Anevrizmalar yapı itibarı ile damar duvarının doğuştan itibaren zayıf olduğu noktalarda, genel olarak damarın daha küçük dallara ayrıldığı noktalarda oluşur. Damar duvarının zayıf olduğu noktada damar içi basınç nedeniyle her kalp atımında damar duvarı zayıf noktadan dışarı doğru bombeleşerek baloncuk meydana gelir. Baloncuk duvarı, basınca dayanamadığından dolayı patlar, patlama ya kendiliğinden olur ya da eforla meydana gelir. Örneğin ıkınma, öksürme, cinsel temas gibi basınç artmasına neden olan aksiyonlar.

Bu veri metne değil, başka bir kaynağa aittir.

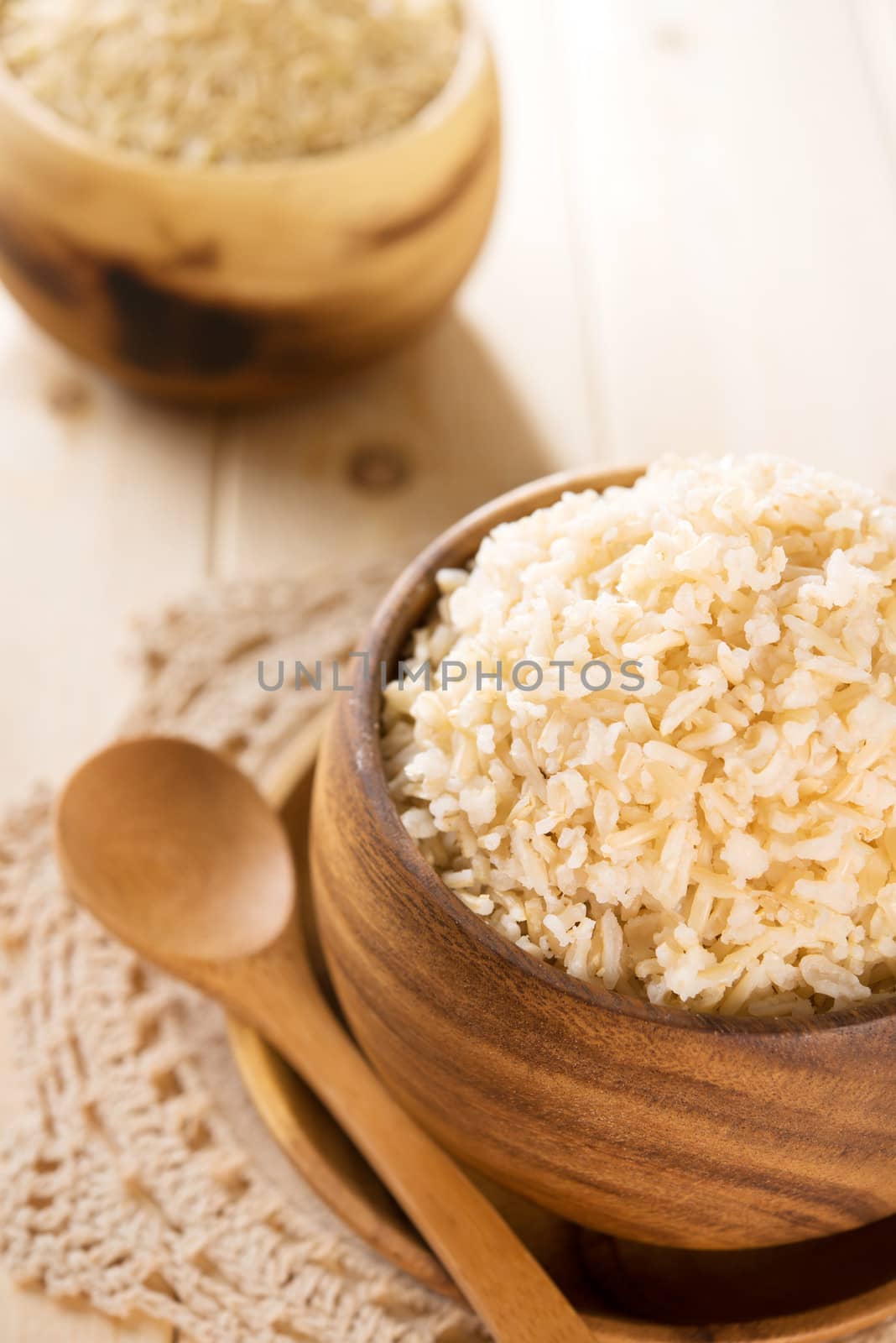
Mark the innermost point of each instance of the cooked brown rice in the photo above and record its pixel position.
(723, 839)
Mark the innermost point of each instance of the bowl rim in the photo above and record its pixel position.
(53, 128)
(387, 635)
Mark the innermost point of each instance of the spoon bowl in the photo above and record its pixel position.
(118, 863)
(175, 852)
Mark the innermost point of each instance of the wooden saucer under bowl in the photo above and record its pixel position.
(629, 1293)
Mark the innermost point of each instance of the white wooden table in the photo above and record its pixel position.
(695, 250)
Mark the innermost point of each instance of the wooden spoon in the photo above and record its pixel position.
(177, 854)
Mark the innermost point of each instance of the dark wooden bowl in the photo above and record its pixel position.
(652, 1125)
(243, 284)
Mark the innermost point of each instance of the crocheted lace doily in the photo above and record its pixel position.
(138, 1177)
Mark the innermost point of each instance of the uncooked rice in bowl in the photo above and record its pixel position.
(721, 839)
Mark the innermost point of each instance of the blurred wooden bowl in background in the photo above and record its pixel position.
(246, 284)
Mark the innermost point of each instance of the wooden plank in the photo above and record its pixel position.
(497, 394)
(103, 514)
(739, 212)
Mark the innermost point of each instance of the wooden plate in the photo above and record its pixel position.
(638, 1293)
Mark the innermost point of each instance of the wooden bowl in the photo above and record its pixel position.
(224, 285)
(628, 1293)
(652, 1125)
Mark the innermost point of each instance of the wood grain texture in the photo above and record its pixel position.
(161, 839)
(651, 154)
(224, 286)
(810, 1291)
(649, 1123)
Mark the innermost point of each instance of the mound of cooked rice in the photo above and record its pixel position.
(721, 839)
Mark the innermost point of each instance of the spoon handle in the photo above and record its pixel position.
(504, 1284)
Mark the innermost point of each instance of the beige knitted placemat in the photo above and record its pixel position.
(138, 1177)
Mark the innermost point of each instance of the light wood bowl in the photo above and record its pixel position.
(226, 285)
(652, 1125)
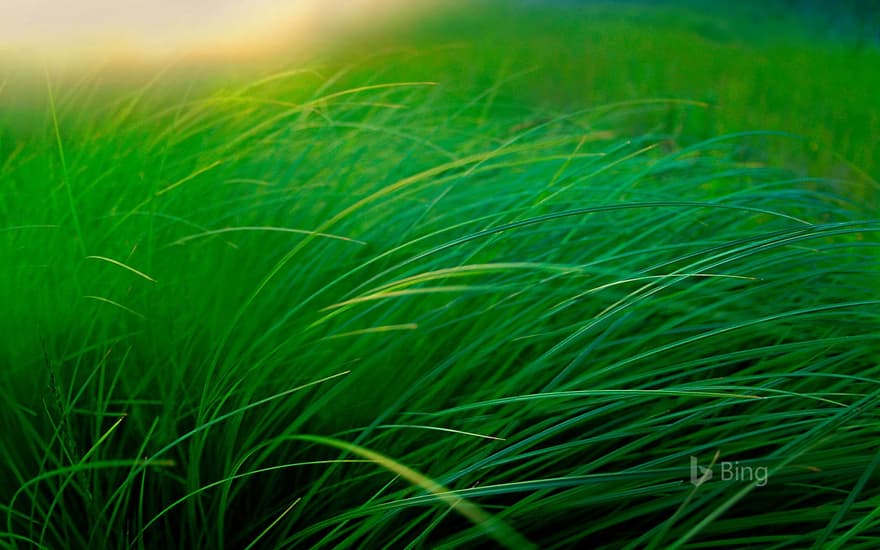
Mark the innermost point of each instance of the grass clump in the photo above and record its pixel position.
(302, 314)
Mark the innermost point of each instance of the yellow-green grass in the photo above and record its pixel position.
(410, 302)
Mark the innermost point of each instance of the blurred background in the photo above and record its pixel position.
(807, 67)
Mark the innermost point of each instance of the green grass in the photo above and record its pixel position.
(375, 308)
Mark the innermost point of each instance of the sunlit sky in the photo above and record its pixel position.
(161, 27)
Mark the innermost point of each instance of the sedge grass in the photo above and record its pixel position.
(298, 314)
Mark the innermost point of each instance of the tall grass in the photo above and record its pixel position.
(301, 314)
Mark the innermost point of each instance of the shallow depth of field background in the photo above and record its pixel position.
(465, 274)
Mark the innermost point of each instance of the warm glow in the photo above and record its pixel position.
(158, 28)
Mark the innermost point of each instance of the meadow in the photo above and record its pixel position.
(456, 292)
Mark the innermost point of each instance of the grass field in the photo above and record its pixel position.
(455, 293)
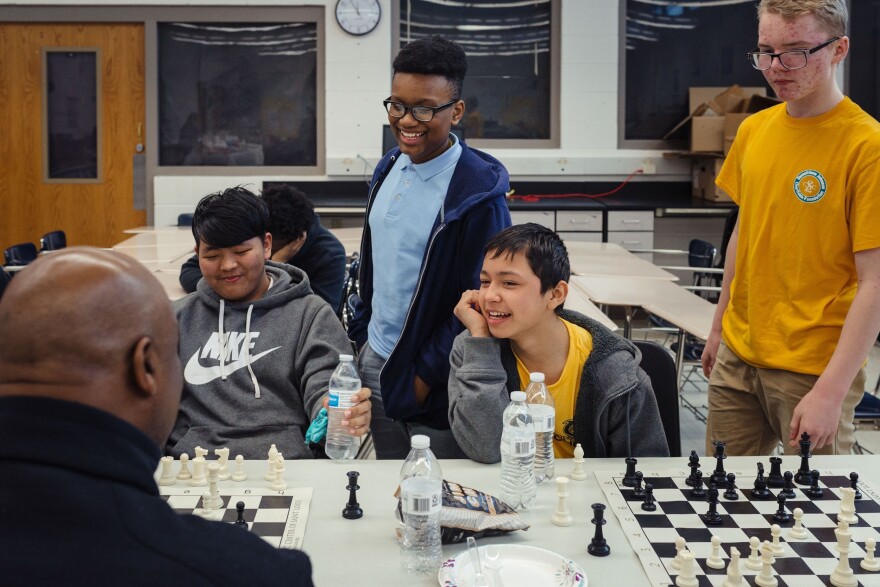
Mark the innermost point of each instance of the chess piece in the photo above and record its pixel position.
(781, 516)
(238, 474)
(694, 464)
(578, 473)
(719, 475)
(184, 473)
(803, 476)
(712, 517)
(869, 563)
(352, 509)
(731, 494)
(854, 483)
(648, 505)
(167, 477)
(847, 511)
(843, 576)
(715, 561)
(798, 532)
(562, 516)
(688, 575)
(629, 478)
(734, 574)
(680, 545)
(240, 522)
(814, 490)
(598, 546)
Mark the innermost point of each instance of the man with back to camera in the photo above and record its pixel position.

Beyin damarındaki anevrizmalar, oluş nedenlerine, yerleşimlerine, damar ile ilişkilerine, şekillerine, büyüklüklerine göre çeşitlere ayrılırlar(sakküler / füziform; konjenital / mikotik / travmatik / disekan / aterosklerotik /dar boyunlu / geniş boyunlu / ince duvarlı / kalın duvarlı; küçük anevrizma / büyük anevrizma / dev anevrizma / tromboze anevrizma / gibi ).Daha çok karşılan anevrizmalar, doğuştan gelen bir takım bozuklukların üzerine sonradan eklenen ve kan akışını etkileyen faktörlerle ortaya çıkan, atardamarların çatallanma ya da damar ayrılma noktalarından görülen ve çoğunlukla kiraz benzeri anevrizmalardır.
Beyin damarının konjenital sakküler anevrizmalarının her ne kadar doğuştan bir başlangıçları olsa da, bu lezyonların ortaya çıkışı genel olarak 40-60 yaş arasında ve daha çok ağır bir beyin kanaması olan SAK ile olur. Diğer yaş gruplarında nadir olarak görülmektedir.

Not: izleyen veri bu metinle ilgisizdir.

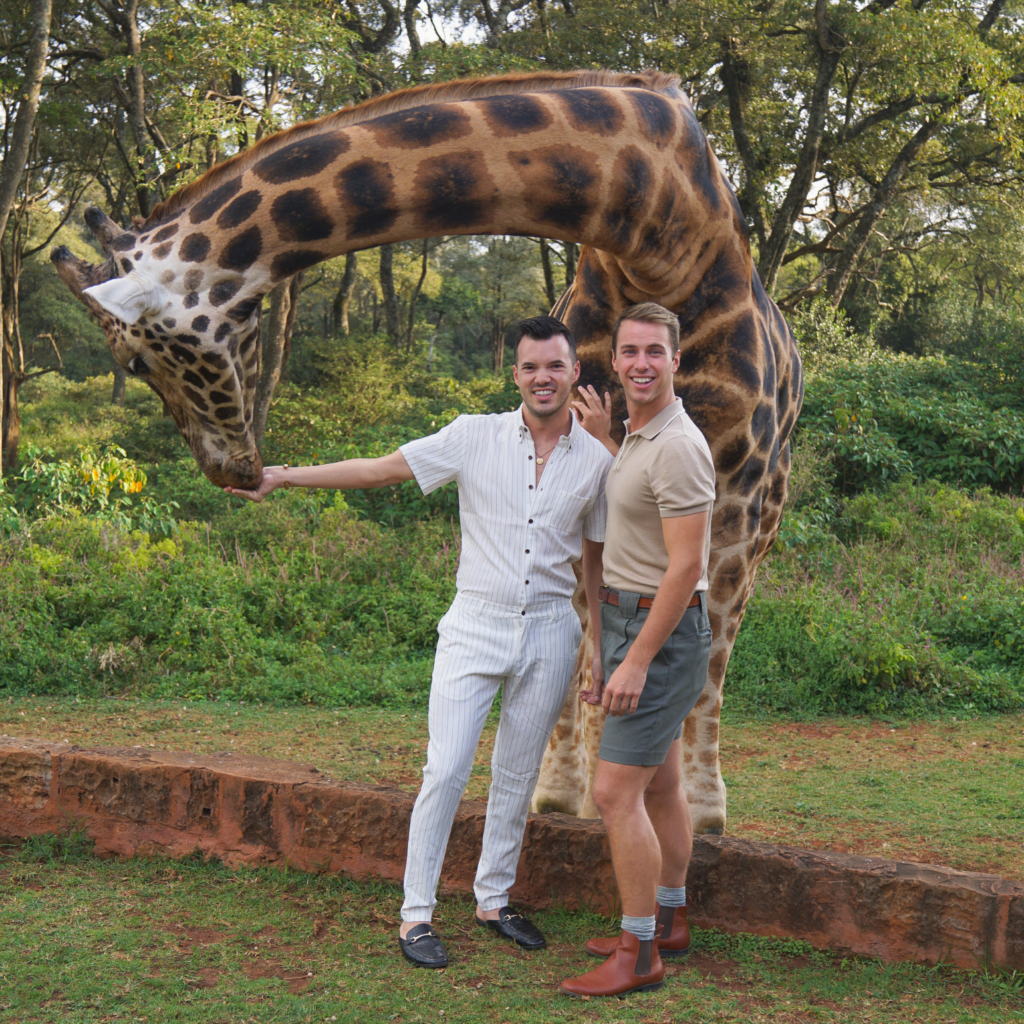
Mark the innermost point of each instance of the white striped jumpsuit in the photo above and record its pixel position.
(511, 625)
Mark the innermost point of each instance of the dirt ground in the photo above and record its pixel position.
(941, 792)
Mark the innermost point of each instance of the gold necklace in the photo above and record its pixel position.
(541, 458)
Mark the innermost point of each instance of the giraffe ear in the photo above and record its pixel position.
(128, 298)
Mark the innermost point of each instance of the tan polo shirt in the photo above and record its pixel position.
(662, 471)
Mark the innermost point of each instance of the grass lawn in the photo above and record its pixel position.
(85, 940)
(939, 792)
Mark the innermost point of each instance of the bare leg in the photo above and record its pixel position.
(636, 854)
(670, 817)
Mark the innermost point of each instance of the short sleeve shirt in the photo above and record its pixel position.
(663, 470)
(519, 537)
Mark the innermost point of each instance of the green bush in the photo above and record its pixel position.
(911, 600)
(278, 612)
(934, 418)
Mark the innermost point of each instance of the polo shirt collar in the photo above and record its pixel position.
(654, 427)
(566, 440)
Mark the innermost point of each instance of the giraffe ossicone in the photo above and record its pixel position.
(617, 163)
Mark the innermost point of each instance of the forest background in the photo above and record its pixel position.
(877, 152)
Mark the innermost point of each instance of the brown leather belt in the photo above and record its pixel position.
(609, 596)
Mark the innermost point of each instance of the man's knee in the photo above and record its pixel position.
(664, 786)
(616, 790)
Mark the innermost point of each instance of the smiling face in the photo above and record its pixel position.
(545, 373)
(188, 331)
(645, 364)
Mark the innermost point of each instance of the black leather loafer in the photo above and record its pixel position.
(422, 947)
(515, 927)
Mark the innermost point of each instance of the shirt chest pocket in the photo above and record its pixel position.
(566, 511)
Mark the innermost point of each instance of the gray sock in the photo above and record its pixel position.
(642, 928)
(668, 896)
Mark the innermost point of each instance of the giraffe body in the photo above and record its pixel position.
(617, 163)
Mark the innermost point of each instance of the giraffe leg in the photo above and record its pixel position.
(730, 572)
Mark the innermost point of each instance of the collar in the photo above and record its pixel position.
(655, 426)
(566, 440)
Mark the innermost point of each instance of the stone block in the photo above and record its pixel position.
(247, 810)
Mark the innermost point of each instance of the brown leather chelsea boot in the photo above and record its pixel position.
(672, 928)
(634, 967)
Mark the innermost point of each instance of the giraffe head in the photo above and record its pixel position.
(186, 329)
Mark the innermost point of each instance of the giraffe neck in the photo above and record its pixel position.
(625, 171)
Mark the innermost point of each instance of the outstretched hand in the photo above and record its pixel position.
(271, 479)
(594, 414)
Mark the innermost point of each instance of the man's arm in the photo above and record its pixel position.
(593, 568)
(351, 473)
(595, 416)
(684, 539)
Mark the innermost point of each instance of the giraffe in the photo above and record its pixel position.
(614, 162)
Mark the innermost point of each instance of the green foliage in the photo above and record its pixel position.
(72, 846)
(96, 483)
(911, 602)
(259, 607)
(935, 418)
(825, 335)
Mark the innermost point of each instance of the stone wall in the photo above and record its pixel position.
(245, 810)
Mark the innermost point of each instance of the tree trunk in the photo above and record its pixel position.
(549, 278)
(343, 299)
(829, 49)
(10, 425)
(498, 326)
(10, 178)
(390, 299)
(875, 210)
(276, 346)
(118, 394)
(136, 111)
(571, 255)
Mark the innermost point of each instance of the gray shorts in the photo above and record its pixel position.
(675, 681)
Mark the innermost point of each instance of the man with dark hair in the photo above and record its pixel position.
(541, 329)
(530, 503)
(655, 644)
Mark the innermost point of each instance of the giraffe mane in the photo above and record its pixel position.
(472, 88)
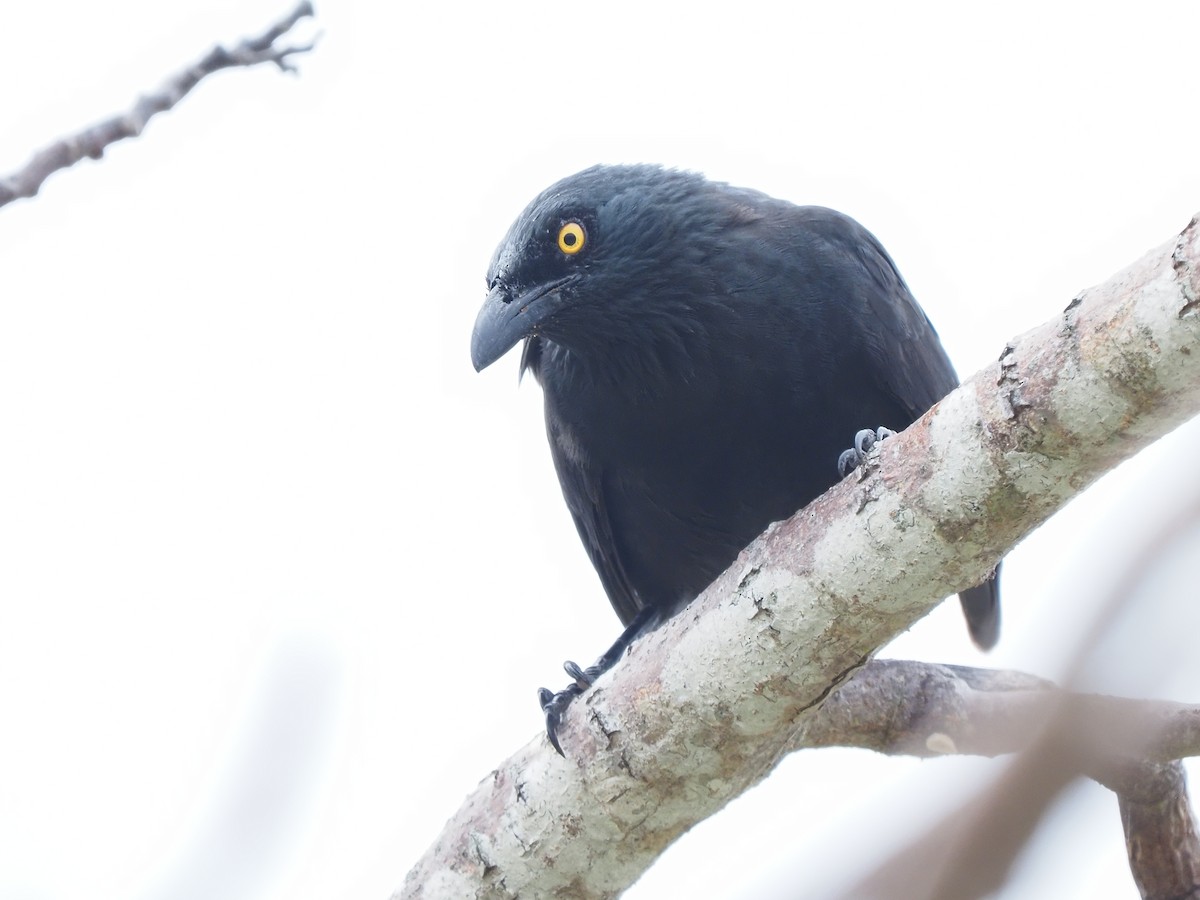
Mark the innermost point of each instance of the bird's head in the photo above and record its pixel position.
(600, 259)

Beyin anevrizmalarının sıklığında ırk ve bölge özellikleri önemli bir yere sahiptir. Bazı toplumlarda ve ailelerde anevrizma görülme oranı son derece yüksektir. Bundan dolayı genetik faktörlerin önemi olduğu görülmektedir. Beyin anevrizması ve spontan subaraknoid kanamalı hastaların yaklaşık olarak 1/10’unda ailesel öykü mevcuttur; bu hastalarda klinik tablonun genel olarak daha erken yaşlarda ortaya çıktığı ve daha ağır seyrettiği bilinmektedir. Marfan sendromu, Ehlers-Danlos sendromu, nörofibromatozis, psödoksantoma elastikum, polikistik böbrek hastalığı, aorta koarktasyonu gibi bazı sistemik bağ dokusu hastalıklarında, beyin anevrizması görülme ihtimali artış gösterir. Yaş ve cinsiyet de oldukça önemli bir etkendir.

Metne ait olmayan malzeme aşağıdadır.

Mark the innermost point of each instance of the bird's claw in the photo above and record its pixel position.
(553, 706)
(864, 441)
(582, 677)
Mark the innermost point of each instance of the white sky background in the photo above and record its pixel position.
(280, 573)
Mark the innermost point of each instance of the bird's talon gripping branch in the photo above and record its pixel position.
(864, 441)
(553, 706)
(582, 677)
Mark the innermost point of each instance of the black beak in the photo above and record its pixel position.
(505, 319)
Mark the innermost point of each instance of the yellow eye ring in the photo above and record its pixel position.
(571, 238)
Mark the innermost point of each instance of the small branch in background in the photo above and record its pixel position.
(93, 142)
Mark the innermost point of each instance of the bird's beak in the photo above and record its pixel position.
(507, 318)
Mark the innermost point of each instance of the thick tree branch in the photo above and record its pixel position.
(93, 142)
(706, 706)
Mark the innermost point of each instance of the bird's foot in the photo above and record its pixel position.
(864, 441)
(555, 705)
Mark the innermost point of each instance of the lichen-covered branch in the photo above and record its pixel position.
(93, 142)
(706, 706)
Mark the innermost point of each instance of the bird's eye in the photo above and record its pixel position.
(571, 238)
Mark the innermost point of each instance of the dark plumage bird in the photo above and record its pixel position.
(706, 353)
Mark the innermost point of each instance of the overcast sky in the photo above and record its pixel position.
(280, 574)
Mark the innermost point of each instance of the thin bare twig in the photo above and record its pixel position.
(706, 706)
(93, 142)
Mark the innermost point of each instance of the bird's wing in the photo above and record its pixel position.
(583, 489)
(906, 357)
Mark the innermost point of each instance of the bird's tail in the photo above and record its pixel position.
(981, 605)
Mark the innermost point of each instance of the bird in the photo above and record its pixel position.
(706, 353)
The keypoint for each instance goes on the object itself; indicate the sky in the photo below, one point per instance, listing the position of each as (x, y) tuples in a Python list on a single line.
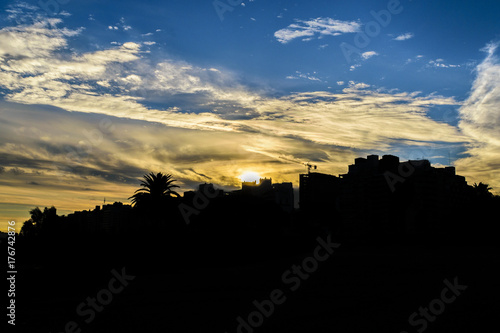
[(94, 94)]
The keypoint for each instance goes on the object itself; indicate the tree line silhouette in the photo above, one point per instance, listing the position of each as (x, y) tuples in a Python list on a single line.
[(231, 229)]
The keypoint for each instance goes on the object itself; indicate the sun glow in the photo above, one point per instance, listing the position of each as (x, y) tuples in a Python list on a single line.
[(250, 176)]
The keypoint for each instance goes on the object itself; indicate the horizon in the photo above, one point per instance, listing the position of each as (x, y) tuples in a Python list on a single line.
[(227, 190), (94, 96)]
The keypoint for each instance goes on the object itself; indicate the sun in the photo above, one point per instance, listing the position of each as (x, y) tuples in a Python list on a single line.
[(250, 176)]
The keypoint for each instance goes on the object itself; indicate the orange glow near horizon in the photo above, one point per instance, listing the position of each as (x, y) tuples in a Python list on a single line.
[(250, 176)]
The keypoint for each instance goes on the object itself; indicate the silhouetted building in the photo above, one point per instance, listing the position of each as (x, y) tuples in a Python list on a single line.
[(385, 195), (280, 193), (113, 218), (283, 194)]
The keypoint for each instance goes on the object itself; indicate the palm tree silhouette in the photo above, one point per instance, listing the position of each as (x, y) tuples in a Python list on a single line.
[(156, 188)]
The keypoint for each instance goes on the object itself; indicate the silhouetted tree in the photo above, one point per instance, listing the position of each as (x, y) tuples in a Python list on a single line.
[(155, 189)]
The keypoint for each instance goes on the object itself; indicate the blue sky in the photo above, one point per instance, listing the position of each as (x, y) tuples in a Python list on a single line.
[(208, 90)]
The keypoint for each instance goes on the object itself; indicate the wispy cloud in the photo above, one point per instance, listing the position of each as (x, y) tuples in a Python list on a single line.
[(440, 63), (405, 36), (158, 106), (480, 120), (368, 54), (316, 28)]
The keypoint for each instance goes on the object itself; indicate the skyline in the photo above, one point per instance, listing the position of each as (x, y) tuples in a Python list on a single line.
[(96, 95)]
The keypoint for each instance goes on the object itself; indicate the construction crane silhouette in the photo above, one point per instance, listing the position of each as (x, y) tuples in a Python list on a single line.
[(309, 166)]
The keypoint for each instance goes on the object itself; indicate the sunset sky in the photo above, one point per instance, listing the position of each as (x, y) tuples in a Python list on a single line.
[(94, 94)]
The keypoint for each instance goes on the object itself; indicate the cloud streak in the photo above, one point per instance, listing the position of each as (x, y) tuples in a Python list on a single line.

Beyin anevrizmalarının %90’ından fazlası, anevrizmanın yırtılıp kanaması ile ortaya çıkar. Bu, spontan subaraknoid kanama (SAK) denilen çok ağır bir beyin kanamasıdır. Anevrizma ile birlikte görülen ağır beyin kanamasını ve bu kanamanın tetiklediği bir dizi komplikasyonu ilk olarak tedavi etmek gerekir.
Hastalığın başlıca belirti ve bulguları şunlardır;
1- Görme bozuklukları
2- Göz hareketlerinde kısıtlanma ve bununla ilişkili olarak çift görme
3- Göz etrafında ve/veya yüzde ağrılar
4- Konuşma bozuklukları
5- Vücudun bir tarafında kuvvet ya da duyu kaybı
6- Yürüme bozuklukları
7- Bunama
8- Duygulanım bozuklukları
9- Baş ağrısı
Şüphenin ortaya çıkmasından itibaren beynin kaba morfolojik yapısını, kafa içindeki kompozisyonu, beyin damar ağacını ve bu yapıdaki patolojik oluşumları, kanamanın yerleşimini, büyüklüğünü ve seyrini, beynin ve damar yapısının bu sürece nasıl cevap verdiğini anlamak için beynin kanlanmasını ve işlevsel haritasını, vücudun hayati fonksiyonlarının ve bütün diğer sistemlerinin durumunu sürekli bir şekilde izlemek gereklidir. Bunun için pek çok tetkik yapılmaktadır.
Bilgisayarlı beyin tomografisi, serebral anjiyografi yapılmaktadır.
Günümüzde yaygın olarak uygulanan standart tedavi yöntemi ameliyatla yapılan tedavidir. Hastanın hastanede uzun süre yatmasını gerektirecek bu tedavi yöntemiyle hastalar açık ameliyatın ve genel anestezinin risklerini de almaktadırlar. Artık dünyada birçok merkezde uygulanan endovasküler tedavi yöntemleri ile hastalar 1–2 gün gibi oldukça kısa bir süre ile hastanede kalmakta ve tedavi olmaktadırlar.